Sociology of Religion. Englewood Cliffs, NJ: Prentice Hall.

…. As a frame of reference for empirical research, functional theory sees society as


an ongoing equilibrium of social institutions which pattern human activity in terms of shared
norms, held to be legitimate and binding by the human participants themselves. This
complex of institutions, which as a whole constitutes the social system, is such that each part
(each institutional element) is interdependent with all the other parts, and that changes in any
part affect the others, and the condition of the system as a whole …. Hence the questions
arises: What is the contribution of each institutional complex to the maintenance of the
social system? Such contributions may be either obvious or subtle. They may be such that
the human actors understand them, but they may also be beyond the actors’ awareness. That
is to say, a social institution has both manifest and latent functions as part of a total social
system [1]. With respect to our subject the question arises: What are the functions, manifest
and latent, of [institutions] in maintaining the equilibrium of the social system as a whole?

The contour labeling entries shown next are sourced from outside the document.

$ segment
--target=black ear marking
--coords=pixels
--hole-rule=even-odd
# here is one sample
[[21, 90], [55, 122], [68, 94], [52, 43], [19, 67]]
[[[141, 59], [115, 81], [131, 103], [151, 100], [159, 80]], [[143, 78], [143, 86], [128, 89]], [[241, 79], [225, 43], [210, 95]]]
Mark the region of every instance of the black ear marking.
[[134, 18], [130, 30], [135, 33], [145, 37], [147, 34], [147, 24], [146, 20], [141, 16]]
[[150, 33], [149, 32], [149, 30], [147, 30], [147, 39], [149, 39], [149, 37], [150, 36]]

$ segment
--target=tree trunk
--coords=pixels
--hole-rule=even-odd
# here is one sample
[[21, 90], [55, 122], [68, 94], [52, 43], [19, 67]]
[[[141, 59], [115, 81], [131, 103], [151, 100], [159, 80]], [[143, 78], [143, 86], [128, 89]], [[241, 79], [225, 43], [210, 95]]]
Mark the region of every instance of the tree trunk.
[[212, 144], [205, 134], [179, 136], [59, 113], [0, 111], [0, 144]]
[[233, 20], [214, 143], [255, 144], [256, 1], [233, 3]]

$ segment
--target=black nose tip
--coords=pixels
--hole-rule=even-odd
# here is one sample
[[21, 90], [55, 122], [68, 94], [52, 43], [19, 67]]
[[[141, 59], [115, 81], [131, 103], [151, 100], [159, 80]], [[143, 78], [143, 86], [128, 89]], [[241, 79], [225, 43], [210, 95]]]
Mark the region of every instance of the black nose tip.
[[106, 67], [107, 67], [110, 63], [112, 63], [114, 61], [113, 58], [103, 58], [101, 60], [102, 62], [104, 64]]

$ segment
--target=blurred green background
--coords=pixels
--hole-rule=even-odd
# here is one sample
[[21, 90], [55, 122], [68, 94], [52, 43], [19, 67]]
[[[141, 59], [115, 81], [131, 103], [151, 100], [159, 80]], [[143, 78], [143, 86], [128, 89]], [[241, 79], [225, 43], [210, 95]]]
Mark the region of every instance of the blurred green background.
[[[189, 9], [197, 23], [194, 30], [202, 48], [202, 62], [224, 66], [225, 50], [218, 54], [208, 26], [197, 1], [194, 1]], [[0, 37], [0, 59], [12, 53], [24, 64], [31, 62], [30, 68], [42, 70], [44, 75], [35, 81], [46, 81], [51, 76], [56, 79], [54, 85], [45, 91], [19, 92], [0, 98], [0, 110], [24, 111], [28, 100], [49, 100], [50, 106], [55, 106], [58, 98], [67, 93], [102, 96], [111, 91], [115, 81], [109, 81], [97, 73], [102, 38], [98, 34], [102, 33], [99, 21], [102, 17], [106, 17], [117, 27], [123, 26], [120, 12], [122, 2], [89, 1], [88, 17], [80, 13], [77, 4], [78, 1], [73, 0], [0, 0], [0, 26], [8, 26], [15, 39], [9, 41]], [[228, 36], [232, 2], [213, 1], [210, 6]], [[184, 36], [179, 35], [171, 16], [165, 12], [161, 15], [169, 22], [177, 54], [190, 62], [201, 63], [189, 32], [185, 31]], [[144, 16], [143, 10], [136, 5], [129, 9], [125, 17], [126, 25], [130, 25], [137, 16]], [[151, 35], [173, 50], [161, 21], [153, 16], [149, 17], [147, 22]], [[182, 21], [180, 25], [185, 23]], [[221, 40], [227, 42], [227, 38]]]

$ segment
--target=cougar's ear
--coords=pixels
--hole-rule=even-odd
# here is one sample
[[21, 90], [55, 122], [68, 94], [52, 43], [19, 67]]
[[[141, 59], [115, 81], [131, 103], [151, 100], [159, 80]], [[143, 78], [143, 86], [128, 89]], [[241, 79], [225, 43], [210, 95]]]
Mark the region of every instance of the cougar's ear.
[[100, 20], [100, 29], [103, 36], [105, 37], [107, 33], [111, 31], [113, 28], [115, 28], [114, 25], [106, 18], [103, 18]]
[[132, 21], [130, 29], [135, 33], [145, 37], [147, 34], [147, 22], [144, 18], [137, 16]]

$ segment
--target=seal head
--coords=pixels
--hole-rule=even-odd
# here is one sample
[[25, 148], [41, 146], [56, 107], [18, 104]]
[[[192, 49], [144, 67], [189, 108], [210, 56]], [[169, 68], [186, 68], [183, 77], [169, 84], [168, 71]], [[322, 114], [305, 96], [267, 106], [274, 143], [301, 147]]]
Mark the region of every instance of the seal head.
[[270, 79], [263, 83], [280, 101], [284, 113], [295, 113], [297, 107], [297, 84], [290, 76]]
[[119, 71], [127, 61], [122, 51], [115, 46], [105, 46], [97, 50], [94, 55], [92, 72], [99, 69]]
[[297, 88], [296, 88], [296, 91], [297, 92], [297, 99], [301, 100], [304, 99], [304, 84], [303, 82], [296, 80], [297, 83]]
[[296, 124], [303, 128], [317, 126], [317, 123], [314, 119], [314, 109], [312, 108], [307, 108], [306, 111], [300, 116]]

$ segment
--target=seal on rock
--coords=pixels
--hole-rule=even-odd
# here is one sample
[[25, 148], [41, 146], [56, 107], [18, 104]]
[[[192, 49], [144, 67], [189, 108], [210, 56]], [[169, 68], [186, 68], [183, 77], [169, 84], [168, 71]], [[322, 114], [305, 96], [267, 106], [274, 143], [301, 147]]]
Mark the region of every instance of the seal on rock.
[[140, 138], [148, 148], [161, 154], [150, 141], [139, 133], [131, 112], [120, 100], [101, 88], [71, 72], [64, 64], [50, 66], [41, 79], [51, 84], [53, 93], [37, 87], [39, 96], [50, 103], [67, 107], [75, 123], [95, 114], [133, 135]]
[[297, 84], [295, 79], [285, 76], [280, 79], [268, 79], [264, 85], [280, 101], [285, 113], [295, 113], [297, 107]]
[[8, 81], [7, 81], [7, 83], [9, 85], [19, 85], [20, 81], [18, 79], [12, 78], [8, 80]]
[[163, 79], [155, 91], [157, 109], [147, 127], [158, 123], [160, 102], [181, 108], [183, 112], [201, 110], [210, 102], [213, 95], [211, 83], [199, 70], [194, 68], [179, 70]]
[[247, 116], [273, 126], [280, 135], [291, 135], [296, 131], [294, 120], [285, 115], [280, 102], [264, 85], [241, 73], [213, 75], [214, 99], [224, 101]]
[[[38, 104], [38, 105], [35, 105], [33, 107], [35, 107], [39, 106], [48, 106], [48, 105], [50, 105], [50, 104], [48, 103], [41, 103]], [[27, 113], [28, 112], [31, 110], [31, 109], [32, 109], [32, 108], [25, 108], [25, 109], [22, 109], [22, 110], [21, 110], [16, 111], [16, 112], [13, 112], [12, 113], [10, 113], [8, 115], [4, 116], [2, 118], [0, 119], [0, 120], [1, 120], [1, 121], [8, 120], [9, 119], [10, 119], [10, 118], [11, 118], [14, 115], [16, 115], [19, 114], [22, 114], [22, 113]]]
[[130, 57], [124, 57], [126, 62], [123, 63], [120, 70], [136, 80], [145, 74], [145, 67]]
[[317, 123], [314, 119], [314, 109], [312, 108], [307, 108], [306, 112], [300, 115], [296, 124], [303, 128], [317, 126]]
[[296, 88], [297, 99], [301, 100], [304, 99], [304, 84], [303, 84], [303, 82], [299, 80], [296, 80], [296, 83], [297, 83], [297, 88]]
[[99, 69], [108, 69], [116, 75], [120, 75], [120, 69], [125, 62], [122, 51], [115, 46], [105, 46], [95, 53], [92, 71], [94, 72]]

Moreover, functional theory views culture as a more or less integrated body of


knowledge, pseudo-knowledge, beliefs, and values. These define the human situation and
the conditions of actions for the members of a society. Culture, understood in this way, is a
symbolic system of meanings, some of which define reality as it is believed to be, others of
which define normative expectations incumbent on humans. The elements making up the
system of cultural meanings may be either implicit or explicit. A cultural system of
meanings displays some degree of meaningful integration and strain toward consistency.
Culture is integrated with the social system in that it enters into the definitions of means and
ends, of proscriptions and prescriptions, of the permitted and the forbidden, by defining roles
within which a society’s members confront the established expectations of their social
situation. Religion, with its transcendent reference to a beyond, is an important aspect of this
cultural phenomenon. Culture is the creation by man of a world of adjustment and meaning,
in the context of which human life can be significantly lived. Thus culture enters deeply into
the thinking and feeling of men and is central to the social forms which emerge from their
actions.

…. Functional theory sees man in society as characterized by two types of needs and
two kinds of propensities to act. Men must act upon the environment, either adjusting to it or
mastering and controlling it, to insure their own survival. A human society with its culture is
the unit of human survival and societies often require the death of some of their members to
insure their own survival. The history of humanity reveals that men have progressively
increased their capacity to control their environment and influence the conditions of their
lives. But men are not simply makers of things and manipulators of environmental
conditions. Human activity is not simply adaptive and manipulative. Men also express
feelings, act out felt needs, respond to persons and things in non-utilitarian ways. As the
American sociologist George C. Homans has put it, men never confine themselves to those
“activities, interactions and sentiments” necessary for the survival of the group, but elaborate
these needs far beyond survival requirements [2].

[1] Robert K. Merton, Social Theory and Social Structure. (Glencoe, Ill: The Free Press, 1958), pp. 19-84.
[2] George C. Homans, The Human Group (New York: Harcourt, Brace & World, Inc., 1950), p. 108.